Friday, January 31, 2014

Weeding Books: Getting Your Hands Dirty in the Name of Progress

Before you panic- this is NOT a picture from HHS!

Any good library will update its book collection periodically. We call this weeding. Here at HHS we are beginning the lengthy process of weeding the Non-Fiction section. There are a variety of reasons we take books out of the collection-
  • Outdated (happens often in Science & Technology sections)
  • Damage beyond repair (sad but true, backpacks are often unkind to books)
  • Low circulation (due largely to curriculum changes over the years)
As an avid reader and writer, it pains me to see books go, but when we clear space, the good materials we have remaining get more use.

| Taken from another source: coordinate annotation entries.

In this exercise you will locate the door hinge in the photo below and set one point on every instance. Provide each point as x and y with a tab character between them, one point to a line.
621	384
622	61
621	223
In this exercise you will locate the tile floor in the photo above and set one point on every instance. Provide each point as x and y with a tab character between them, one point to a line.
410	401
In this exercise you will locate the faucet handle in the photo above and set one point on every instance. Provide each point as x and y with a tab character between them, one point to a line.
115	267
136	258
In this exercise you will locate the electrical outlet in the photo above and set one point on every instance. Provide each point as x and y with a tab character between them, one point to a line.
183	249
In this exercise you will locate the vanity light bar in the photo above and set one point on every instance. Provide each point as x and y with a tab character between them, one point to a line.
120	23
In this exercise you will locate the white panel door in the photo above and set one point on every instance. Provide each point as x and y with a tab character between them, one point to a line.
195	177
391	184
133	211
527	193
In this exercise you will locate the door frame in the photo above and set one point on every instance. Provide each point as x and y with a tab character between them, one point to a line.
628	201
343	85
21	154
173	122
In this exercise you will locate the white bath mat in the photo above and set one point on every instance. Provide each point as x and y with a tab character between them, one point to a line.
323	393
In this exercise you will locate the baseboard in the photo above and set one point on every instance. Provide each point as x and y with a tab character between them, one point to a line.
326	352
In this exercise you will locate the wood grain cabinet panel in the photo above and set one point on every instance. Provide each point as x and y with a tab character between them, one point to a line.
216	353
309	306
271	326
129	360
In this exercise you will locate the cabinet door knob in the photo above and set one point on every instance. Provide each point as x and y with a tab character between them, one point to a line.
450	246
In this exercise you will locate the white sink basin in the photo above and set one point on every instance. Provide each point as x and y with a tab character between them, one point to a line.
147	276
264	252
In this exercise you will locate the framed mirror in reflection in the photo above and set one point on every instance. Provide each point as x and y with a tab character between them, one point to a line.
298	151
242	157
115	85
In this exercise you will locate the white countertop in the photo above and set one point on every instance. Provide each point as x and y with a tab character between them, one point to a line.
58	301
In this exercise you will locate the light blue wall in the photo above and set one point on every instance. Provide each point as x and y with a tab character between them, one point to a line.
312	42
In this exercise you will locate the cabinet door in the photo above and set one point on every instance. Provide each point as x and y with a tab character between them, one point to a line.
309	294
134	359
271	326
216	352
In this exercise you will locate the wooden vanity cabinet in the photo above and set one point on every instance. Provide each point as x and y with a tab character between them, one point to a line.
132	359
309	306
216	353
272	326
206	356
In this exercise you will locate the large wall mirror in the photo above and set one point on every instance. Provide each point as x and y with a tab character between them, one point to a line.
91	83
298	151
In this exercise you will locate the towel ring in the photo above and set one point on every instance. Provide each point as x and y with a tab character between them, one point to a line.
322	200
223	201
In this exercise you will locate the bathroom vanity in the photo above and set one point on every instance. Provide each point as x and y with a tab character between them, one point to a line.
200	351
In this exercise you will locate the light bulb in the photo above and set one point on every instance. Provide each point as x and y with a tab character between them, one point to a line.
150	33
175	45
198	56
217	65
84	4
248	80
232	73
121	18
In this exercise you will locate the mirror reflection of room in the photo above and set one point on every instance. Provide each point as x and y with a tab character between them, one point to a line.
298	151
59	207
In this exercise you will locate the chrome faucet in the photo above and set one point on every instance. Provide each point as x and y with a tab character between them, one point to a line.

Libraries are still fighting against the image of our services and offerings as being out-dated and unnecessary in the digital age.  To talk about weeding books appears, on the surface, to only perpetuate that image. Dynamic environments are in constant states of evaluation and adaptation. These processes move with more accuracy and speed when they're directed by trained and dedicated library staff. (I could name a couple people off the top of my head.)   

Even with budget cuts, I honestly believe this is an exciting time to work in a library.  Here at HHS, we're expanding our collection to include e-books for the first time. Our fiction section is the most current in the district and will be growing when our Spring book order arrives.  By far the most exciting news is that our reading-for-pleasure population continues to grow.

In addition to improving our collection, we're redecorating the LMC. The first wave of new furniture has arrived and hopefully by the end of February we'll be done with our beautification process. Please come by and visit us!

All of this just goes to show you, if you build it with teens in mind, they will come!